D’altra parte, quando quegli ideologi della polis che sono i primi filosofi pretendono di ridurre ad un concetto unico e semplice il principio, l’arché che governa la totalità dei fenomeni, compiono un’operazione che andrebbe vista in modo più critico e demistificante di quanto Rossi non faccia.
Certamente essi assumono almeno, all’inizio un ruolo «illuministico», fornendo ai cittadini della polis un’immagine del mondo capace di scalzare quelle mitiche e teogoniche. Ma come non vedere in tutto ciò anche un momento di vanagloriosa autoapologia dell’intelletto separato, che presentandosi come monopolista del discorso vero diventerà in qualche modo l’erede di quella sapienza sacrale di cui i re-maghi ed i veggenti si erano in precedenza arrogati il possesso?

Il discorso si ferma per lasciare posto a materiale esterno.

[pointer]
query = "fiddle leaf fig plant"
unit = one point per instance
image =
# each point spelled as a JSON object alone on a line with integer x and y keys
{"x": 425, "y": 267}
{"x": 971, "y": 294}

Certo, sarebbe bello saperne di più sulle concrete condizioni sociali in cui i primi filosofi operarono (anche se non mancano utili analisi in questa direzione, come per esempio quelle di Vegetti su Parmenide). Tuttavia, dato che pur sempre tra ipotesi dobbiamo muoverci, ci piace ricordare quella di uno che specialista non era, ma cui non mancava un occhio acuto per i nessi tra fatti sociali e fenomeni intellettuali. Le «ciarlatanesche vanterie» dei filosofi presocratici, il loro presentarsi come depositari di un sapere superiore e onnicomprensivo, il loro disprezzo per la moltitudine, la loro pretesa di sovranità, sono già — sosteneva Adorno — manifestazioni della contraddittoria e incerta situazione dell’intellettuale autonomo, «sono il lamento, che tenta di soffocarsi con la positività, di colui che né contribuisce alla riproduzione reale della vita, né può partecipare veramente al dominio su di essa, bensì è soltanto una terza persona che vende e decanta ai dominatori il loro mezzo di dominio, lo spirito tradotto praticamente in metodo. Ciò che costoro non hanno, lo vogliono per lo meno nella fata morgana del loro ambito di competenza, dello spirito: l’inconfutabilità rimpiazza per loro il dominio, fusa col servizio che essi effettivamente rendono, il loro contributo al dominio sulla natura».